The wave of history then crests to Languedoc to Narbonne where the vestiges of roman citizenship was subsumed by the barbarian Visigoths and to the abbey of Fontfroide and the fortified city of

Carcassonne,  where civilization clung in the dark ages against the marauding vikings. The wave then continues northwest to the valley of the Dordogne and a trip down the river to visualize the opposing castles of the English and French at Beynac and Castlenaud that epitimized the martial and feudal society of the devastating conflict known as the Hundred Years War. And then further north history pushes to the Loire valley where the preminence of royal lines begin to dominate and exploit their vast wealth with magnificient chateaus less for defense then a projection of prestige and power.

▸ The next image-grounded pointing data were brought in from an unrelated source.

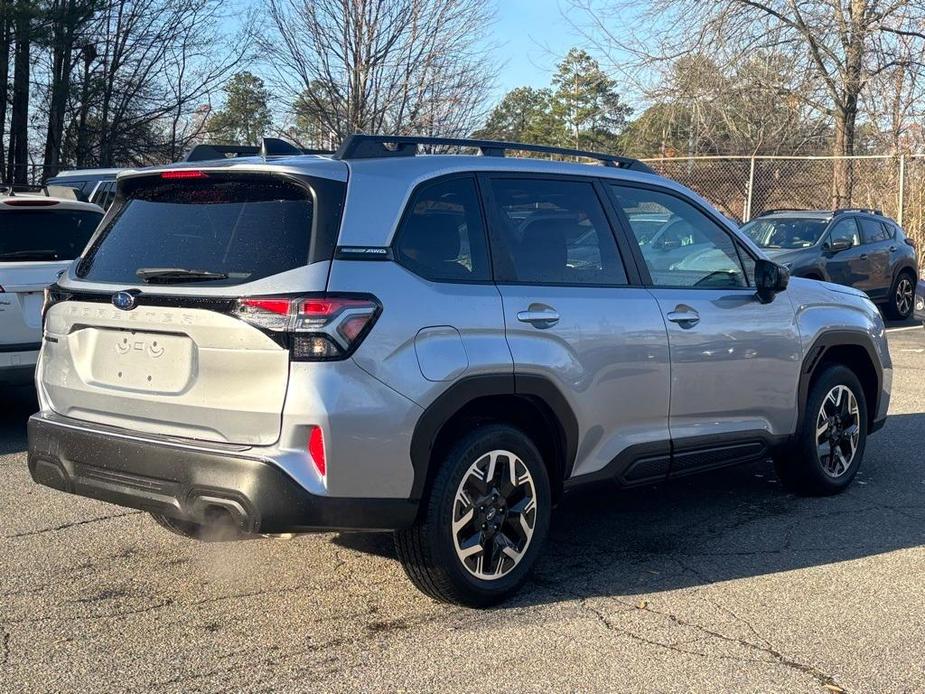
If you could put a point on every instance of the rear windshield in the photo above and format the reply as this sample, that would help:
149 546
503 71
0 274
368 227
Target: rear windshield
215 230
787 232
43 234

Ancient France comes alive under this treatment, and suddenly the clutter of historical layers is swept aside. The human emotions that attend seeing something in its context as did the occupants and travellers saw in that long ago time brings color and magic to ruins and views. The immense power and civilizing influence of the Roman world becomes a visceral sensation. The dark and foreboding fear of barbarian times is brought to perspective in the islands of security in a surrounding wilderness. The commitment of society to eternal war is projected through the martial architecture of every medieval turret. The vast power and overwhelming wealth of the royal line comes alive to the visitor at Chambord who feels the same awe as the commoner who could only look, never touch.
      Ms. Caro’s little book is not a travelogue of places to stay, but rather a guidebook as to how to experience a place. It’s has already made my current morning drive just a little more interesting, and uncommon.